Ultimately, one measure of how competent a leader is, is how willing he is to get rid of proven and repeated incompetents in his organization. Can you imagine a CEO of a fortune 500 company who would put up with a person in an important position who had made as many mistakes as Don Rumsfeld has?

Hmmm. Let me think about that one again.... no wonder George W. Bush's business ventures never made any money.

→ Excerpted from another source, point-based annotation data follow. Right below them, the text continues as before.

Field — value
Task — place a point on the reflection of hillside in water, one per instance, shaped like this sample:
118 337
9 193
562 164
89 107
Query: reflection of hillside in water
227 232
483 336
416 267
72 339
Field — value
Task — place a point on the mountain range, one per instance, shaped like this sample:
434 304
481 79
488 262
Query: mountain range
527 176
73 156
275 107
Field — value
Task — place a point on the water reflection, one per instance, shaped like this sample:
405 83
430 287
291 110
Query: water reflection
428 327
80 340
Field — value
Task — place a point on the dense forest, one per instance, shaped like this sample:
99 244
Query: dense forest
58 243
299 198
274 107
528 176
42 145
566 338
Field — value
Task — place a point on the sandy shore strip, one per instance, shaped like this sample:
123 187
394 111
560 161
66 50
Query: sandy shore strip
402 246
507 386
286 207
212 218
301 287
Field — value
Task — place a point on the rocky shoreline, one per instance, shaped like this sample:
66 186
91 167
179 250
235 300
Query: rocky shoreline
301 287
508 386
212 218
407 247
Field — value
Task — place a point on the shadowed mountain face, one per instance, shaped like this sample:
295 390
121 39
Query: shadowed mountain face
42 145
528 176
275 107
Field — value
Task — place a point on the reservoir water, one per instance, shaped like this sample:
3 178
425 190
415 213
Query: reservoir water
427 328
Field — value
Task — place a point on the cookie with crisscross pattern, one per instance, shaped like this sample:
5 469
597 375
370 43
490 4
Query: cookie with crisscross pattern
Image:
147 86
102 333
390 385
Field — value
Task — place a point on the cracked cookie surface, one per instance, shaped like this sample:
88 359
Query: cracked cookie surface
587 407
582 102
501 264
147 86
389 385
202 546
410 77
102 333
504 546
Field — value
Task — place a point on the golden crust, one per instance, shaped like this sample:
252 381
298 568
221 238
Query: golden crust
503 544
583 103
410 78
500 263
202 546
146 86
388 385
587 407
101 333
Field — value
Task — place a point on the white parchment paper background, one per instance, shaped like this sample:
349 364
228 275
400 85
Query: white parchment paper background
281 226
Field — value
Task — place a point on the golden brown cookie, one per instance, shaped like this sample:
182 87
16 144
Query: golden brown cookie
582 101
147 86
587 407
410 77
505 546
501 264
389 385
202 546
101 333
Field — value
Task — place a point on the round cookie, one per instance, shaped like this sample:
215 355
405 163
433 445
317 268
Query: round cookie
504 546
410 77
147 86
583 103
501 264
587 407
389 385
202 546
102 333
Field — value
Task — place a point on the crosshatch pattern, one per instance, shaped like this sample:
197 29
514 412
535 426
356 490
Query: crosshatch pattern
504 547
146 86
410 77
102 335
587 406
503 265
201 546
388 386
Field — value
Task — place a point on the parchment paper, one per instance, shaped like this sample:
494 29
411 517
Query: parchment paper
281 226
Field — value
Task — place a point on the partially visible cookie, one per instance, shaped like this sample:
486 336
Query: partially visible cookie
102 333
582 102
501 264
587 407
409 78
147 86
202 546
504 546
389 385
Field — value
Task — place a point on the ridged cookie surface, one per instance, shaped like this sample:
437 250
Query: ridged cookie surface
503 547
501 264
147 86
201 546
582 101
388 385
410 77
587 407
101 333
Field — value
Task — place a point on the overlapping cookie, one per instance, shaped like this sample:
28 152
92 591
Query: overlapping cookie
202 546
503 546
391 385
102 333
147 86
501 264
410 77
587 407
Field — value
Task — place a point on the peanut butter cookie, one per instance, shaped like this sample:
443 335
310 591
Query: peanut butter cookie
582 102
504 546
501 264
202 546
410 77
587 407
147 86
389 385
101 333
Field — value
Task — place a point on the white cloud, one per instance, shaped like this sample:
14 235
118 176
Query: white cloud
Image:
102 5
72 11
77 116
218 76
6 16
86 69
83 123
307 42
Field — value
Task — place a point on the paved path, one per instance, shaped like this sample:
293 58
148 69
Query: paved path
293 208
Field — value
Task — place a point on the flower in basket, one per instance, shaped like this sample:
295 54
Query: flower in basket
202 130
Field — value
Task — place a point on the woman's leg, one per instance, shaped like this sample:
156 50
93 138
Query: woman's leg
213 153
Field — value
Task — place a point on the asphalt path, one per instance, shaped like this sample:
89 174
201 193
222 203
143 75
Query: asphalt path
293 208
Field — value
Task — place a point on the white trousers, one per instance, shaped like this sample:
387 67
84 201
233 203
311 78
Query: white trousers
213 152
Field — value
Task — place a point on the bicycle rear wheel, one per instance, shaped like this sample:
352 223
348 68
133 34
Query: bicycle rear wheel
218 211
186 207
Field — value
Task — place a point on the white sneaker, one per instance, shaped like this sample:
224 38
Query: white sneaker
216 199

Correction: IndyVoter points out in the comments that the rules of engagement in Somalia were changed when Clinton took office at the request of the Secretary General of the U.N.. In accordance with Deep Thought's announced policy of publically identifying errors before correcting them, we now have made 6 errors on 309 posts (I put 5 in 308 in the comments but I have a log and after checking it, it is six in 309) so we have a .980 fielding percentage.


Lily said...

Rummy made his delusions abundantly clear in his state of pentagonry memo. Multiple wars in multiple geographies simultaneously with no need to increase troop levels... Fan of draft beer, Eli?

Anonymous said...

I have to point out that the rules of engagement in Somalia changed after Clinton took office. The mission which Bush started was strictly humanitarian - supervising the distribution of food to starving people - and did not include hunting down warlords. Sometime after Clinton took office hunting down warlords was added to the mission - apparently at the request of Boutros Boutros-Ghali, then the UN Secretary-General.

Eli Blake said...


Fan of draft beer, Eli?

No, I'm not, but I suspect that Rummy is, while on the job, there is little else to explain some of the crazy decisions he has made.

Indy Voter:

Good point. I will need to edit the post. That is error number 5 (I think you've found two) in 308 posts, so I'm still fielding .984

Karen said...

"President has said that the conflict is likely to still be going on when he leaves office"...

That's about the only *truth* coming out of his mouth only he meant the war and I'm saying the CONFLICT is much larger. He has caused so much grief, it will never be undone.